El poeta italo-argentino Antonio Porchia abundó en reflexiones sobre la hora final (la frase que titula esta nota es una de sus varias líneas sobre el tema). Danzamos alrededor de la muerte con palabras para tratar de contenerla o comprenderla. Y este texto no es otra cosa más que una pieza más en este baile.
Nada nos hace ser más conscientes de nuestra vida que la muerte. El poder que tiene la idea de finitud sobre nuestras vidas es superlativo. Hemos inventado todo tipo de mitos para lidiar con ese momento: reencarnación, vida eterna, limbo, premios y castigos. Todas formas destinadas a enmascarar el miedo que nos produce el final o también lidiar con la frustración o dolor que nos causa nuestro presente. Para algunos el juego consiste en escapar de la muerte y para otros la muerte resulta ser el Gran Escape de sus vidas.
Acerca del valor de la vida, el filósofo Albert Camus plantea en su obra “El Mito de Sísifo” que sólo aquellos que se han quitado la vida pueden ufanarse de conocer el verdadero valor de la misma. Paradójicamente, el suicida es el único que logra darle un certero valor a la vida declarando, con su actuar, que no vale lo suficiente para ser vivida. El resto nos pasamos los días jugando a encontrarle un valor. Ese vacío propio de la indeterminación es lo que da a lugar a la singularidad y a la existencia de cada uno de nosotros como un sujeto único.
Más allá de lo que creamos que ocurre tras la muerte y del valor de la vida, resulta interesante dedicarle unos momentos de reflexión a la muerte en sí misma. Para los griegos existían dos deidades diferentes para la muerte, es decir, dos muertes: Tánatos, que representaba la muerte tranquila y Ker (o las keres), que representaban la muerte violenta.
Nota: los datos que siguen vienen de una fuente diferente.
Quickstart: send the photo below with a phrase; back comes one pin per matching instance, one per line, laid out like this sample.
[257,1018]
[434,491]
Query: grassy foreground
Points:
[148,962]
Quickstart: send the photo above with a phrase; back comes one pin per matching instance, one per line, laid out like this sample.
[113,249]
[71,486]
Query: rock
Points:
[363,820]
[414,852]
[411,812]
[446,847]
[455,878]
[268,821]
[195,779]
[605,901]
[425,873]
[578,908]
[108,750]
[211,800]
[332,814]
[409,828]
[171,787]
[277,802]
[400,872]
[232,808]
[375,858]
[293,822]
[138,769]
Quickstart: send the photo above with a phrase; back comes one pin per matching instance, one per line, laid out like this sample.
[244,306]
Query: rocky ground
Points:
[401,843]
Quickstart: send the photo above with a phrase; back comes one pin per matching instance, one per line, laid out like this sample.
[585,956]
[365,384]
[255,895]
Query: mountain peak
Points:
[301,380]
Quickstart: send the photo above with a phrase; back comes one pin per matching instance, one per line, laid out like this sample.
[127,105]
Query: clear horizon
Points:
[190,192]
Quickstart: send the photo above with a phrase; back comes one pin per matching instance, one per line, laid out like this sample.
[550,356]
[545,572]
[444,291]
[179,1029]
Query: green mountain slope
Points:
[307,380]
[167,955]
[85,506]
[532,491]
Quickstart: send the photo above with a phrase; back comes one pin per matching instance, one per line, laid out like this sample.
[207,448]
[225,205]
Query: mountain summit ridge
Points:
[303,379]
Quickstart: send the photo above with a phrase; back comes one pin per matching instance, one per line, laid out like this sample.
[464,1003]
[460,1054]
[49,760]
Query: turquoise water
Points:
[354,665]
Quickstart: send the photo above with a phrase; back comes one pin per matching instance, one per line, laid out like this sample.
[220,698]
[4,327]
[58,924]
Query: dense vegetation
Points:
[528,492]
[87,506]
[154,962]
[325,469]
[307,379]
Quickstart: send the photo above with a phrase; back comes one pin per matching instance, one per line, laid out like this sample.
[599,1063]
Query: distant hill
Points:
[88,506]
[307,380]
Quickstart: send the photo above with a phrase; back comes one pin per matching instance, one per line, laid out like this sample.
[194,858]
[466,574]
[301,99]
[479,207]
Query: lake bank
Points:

El Estado trata, arrogantemente, de ordenar nuestra relación con la muerte y, por ende, con la vida. Estadísticas frías explican cuándo podrías morir y por qué, entonces, deberías ordenar tu vida de tal o cual manera. Esta función del Estado, de construcción cultural de la muerte, no suele ser debatida en público y, sin embargo, atraviesa una gran cantidad de políticas públicas.
Todas estas reflexiones sobre la muerte no son caprichosas. Hace unos pocos días el médico Richard Smith publicó una nota donde destacaba la virtud del cáncer como método de muerte dado que permite decir adiós y de disfrutar de todos placeres de la vida antes de la última campanada. Leí por casualidad la nota el 3 de enero, a 4 años de la muerte de mi madre en manos del cáncer y me sentí tentado a dialogar con las ideas del médico.
Si, es cierto, el cáncer da la posibilidad de ir cerrando nuestra historia aunque no todos aprovechan la oportunidad, al menos en nuestro caso mi mamá negó su muerte hasta el último momento. En paralelo a esto, el deterioro que genera la enfermedad produce un desgaste enorme en la persona afectada y en su entorno. Me resulta difícil afirmar si una muerte súbita o repentina es preferible, creo que depende de la forma en que cada persona y cada familia esté preparada para enfrentar la muerte.